What are we looking at here? Freedom of thought? Power of fiction over worldly powers? The power of the spy in all his iterations? It all comes down to fiction vs. reality, in many guises. I see that and it would have made a lovely short story – it's very possible that that's on purpose and kudos to McEwan for that joke, which is actually pretty funny - but none of these themes justify sitting through twelve hours of a bland, mildly annoying, improbable protagonist and a story where every little piece of suspense goes up in nothing, despite it's highly suspenseful setting.
If this were young adult fiction, I'd get why the protagonist's obsessions have to interfere with her life, but in this context it feels petty and unbelievable. It's almost as though she walks through the world with an attitude of "my sexual satisfaction trumps all other interests, and I'm not even sorry," but she's not combining that attitude with the feminist convictions that should logically underly it. You work at MI5, and you don't think twice about starting something with your immediate superior or jumping into bed with the person you're handling? Just because you can?
The ending doesn't really change much here… it explains her lack of depth as a character in a novel, but doesn’t make the story any more relevant. It is a self-reflective ride of contemporary fiction, which is all neatly mirrored in the protagonist - which is all academically lovely, but doesn't elevate the pleasure of the story.

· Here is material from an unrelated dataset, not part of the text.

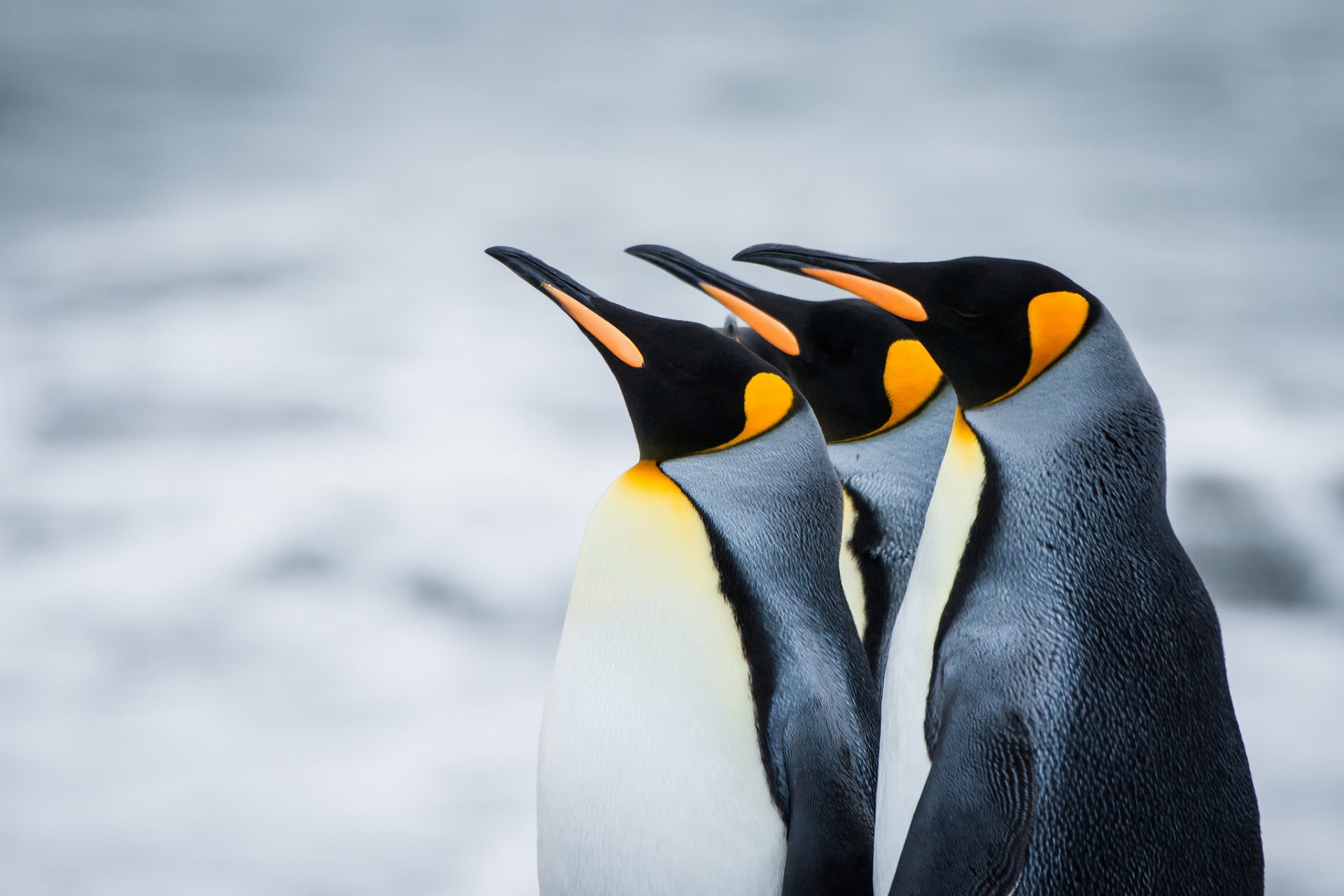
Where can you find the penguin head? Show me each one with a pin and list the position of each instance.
(689, 388)
(862, 370)
(992, 324)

So the whole influence of fiction on reality, yes, sure, but in the end I am left with a piece of fiction that has sorely little influence on my reality – I feel like I am being force-fed his point in many guises, but because they are all self-contained in something that is entirely fictional if we take two steps back from it, they ultimately fail to hit home. This distinguishes Sweet Tooth from Atonement, where the reader's investment in the story is an enormous part of the reveal at the end - the fictional nature of the entire story as told by McEwan doesn't matter there, because the emotions that carry its enormous weight are very real for the reader.
In Sweet Tooth, the reader is left with nothing to feel much about. It's amusing, academically clever. Nothing more.
(In addition, the narrator intones the story with a certain downward cast that might inhibit my enjoyment of the protagonist and my willingness to believe that men would find her so irresistible. She doesn't come across as particularly lively or humorous. This might not be entirely McEwan's fault.)